If you look at a function like Cmp_Block() for block comparison, you'll see it blindly running VAL_BLK_DATA() on two series without checking to see if the indices are out of bounds.

You may wonder why something so clearly broken wouldn't crash more often. The answer boils down to two things:

Making out of bounds series typically only happens when a series is modified through two references.
Series memory is not typically reclaimed in R3-Alpha.

So try this one out:

r3-alpha>> data: [a b c d e f g]     
== [a b c d e f g]

r3-alpha>> ref: skip data 4
== [e f g]

r3-alpha>> clear data
== []

r3-alpha>> [e f g] = ref
== true

r3-alpha>> ref
== []

The MOLD of the reference data was sensitive to the idea that the index was past the updated series length, but the EQUAL? was not...so it used an out-of-bounds reference to compare. All the CLEAR operation did was put an end marker at the head of the series...leaving the rest of the data intact, so the comparison succeeded on out of bounds memory.

Red doesn't have this particular behavior...but there's nothing about their model that's any better. So it's really kind of like how the rendering of ref knew to take the past-boundary condition into account. Glancing at it, I gather their EQUAL? does a length calculation based on the index and the present series position before comparing item-wise.

Systemic Problems Need Systemic Solutions. I wish there were some kind of smarter answer than paying for the cost of a length and bounds check on data accesses...and conservatively failing by default. But the only better answers involve immutable arrays (e.g. Clojure).

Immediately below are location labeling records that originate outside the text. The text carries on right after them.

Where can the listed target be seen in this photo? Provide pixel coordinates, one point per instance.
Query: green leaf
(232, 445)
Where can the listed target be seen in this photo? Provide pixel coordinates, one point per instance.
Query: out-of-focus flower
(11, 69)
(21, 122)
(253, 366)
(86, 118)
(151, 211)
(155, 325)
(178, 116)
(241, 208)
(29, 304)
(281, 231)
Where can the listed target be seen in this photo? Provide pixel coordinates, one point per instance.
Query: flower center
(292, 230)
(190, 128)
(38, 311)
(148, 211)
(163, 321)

(Note: This means that functions like "VAL_BLK_DATA()" (now named VAL_ARRAY_AT()) necessarily need to be involved in checking the length--vs getting a pointer and trusting it can just run until it sees a terminator. So I wondered if being index-based instead of terminator-based was not such a bad idea...you've already got the length in hand, so why not count it down...and then arrays don't have to be allocated at one past their needed size. But I tried changing the code for this, and I didn't like it...much more obfuscating and risky.)